6. The silver-containing fiber wound dressing according to claim 5, characterized in that the wound dressing is made of the silver-containing fiber and optional non-silver-containing fiber after being blended through a needle-punched nonwoven process and chemical bonding. Made by nonwoven process, woven process or knitting process.

7. The silver-containing fiber wound dressing according to claim 5, characterized in that the silver-containing fiber wound dressing is a needle-punched nonwoven fabric with an absorption capacity of solution A of more than 1200% and a longitudinal wet strength MD Not less than 0.3N/cm, transverse wet strength CD not less than 0.4 N/cm.

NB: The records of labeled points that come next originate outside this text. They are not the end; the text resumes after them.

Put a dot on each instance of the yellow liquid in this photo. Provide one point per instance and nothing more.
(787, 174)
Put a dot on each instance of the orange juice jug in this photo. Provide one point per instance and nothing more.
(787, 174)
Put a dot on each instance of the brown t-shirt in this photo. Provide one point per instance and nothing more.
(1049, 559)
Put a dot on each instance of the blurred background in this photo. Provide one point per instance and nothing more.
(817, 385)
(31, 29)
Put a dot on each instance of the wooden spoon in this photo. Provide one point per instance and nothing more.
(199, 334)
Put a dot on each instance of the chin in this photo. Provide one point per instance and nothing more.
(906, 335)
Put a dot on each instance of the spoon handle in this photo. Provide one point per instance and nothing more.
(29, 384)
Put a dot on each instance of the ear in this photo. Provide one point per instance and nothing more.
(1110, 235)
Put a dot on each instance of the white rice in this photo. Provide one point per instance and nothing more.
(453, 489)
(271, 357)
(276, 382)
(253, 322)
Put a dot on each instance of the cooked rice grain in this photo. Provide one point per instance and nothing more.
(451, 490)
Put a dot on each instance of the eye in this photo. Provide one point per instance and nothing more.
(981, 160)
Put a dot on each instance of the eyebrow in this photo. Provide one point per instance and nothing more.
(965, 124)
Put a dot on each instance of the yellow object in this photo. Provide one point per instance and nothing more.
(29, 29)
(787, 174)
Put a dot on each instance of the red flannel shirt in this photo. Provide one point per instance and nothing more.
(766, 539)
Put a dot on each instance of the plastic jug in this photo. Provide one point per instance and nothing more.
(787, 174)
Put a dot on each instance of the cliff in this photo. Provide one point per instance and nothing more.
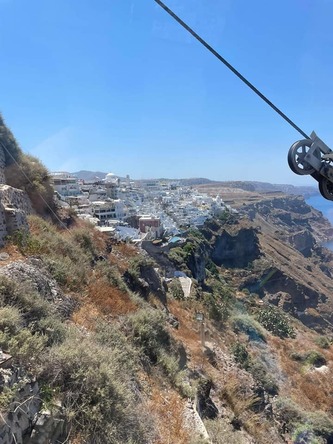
(105, 344)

8. A method for preparing silver-containing fibers, characterized in that the method includes the following steps: a) dissolving a part of the polymer in a solvent to form a polymer spinning solution, so that the viscosity of the polymer spinning solution reaches 50 -2000 centipoise, wherein part of the polymer accounts for 5-40% by weight of the entire polymer, and the solvent is a polar solvent selected from water, acetic acid or a combination thereof; b) Dispersing silver chloride particles in the into the polymer spinning liquid, and continue stirring to evenly disperse the silver chloride particles;

c) Dissolve the remaining polymer in the spinning solution obtained in step b) to obtain a spinning solution, in which the silver ion content is 0.01-10% by weight based on the weight of the polymer, preferably 0.1-5% by weight;

d) Use the spinning solution obtained in step c) to produce the silver-containing fiber through a spinning process.

9. A method for preparing silver-containing fibers, characterized in that the method includes the following steps: a) Disperse silver chloride particles in a solvent, and keep stirring to uniformly disperse the silver chloride particles, thereby obtaining silver chloride Dispersion, wherein the solvent is a polar solvent selected from water, acetic acid or a combination thereof;

b) Add the polymer to the silver chloride dispersion obtained in step a) to obtain a spinning dope. The viscosity of the spinning dope is 3000-30000 centipoise, and the silver ion content is based on the weight of the polymer. 0.01-10% by weight, preferably 0.1-5% by weight;

c) The spinning solution obtained in step b) is made into silver-containing fibers through a spinning process.

10. The method according to claim 8 or 9, wherein the polymer is alginate, chitosan, chitin, or cellulose, and the polymer is preferably alginate, chitosan or chitin, The alginate is preferably a high mannuronic acid type, a high guluronic acid type or a mannuronic acid/guluronic acid mixed type.

11. A method of preparing a silver-containing fiber wound dressing, characterized in that the method includes the following steps:

a) The silver-containing fiber and the optional non-silver-containing fiber prepared by the method according to any one of claims 8-10 are blended and processed into a woven fabric through a non-woven, woven or knitting process. b) Cut, sterilize, and package the fabric obtained in step a) to obtain the silver-containing fiber wound dressing.

12. The use of the silver-containing fiber wound dressing according to any one of claims 5-7 in wound care and surgical hemostasis, such as the care of chronic wounds.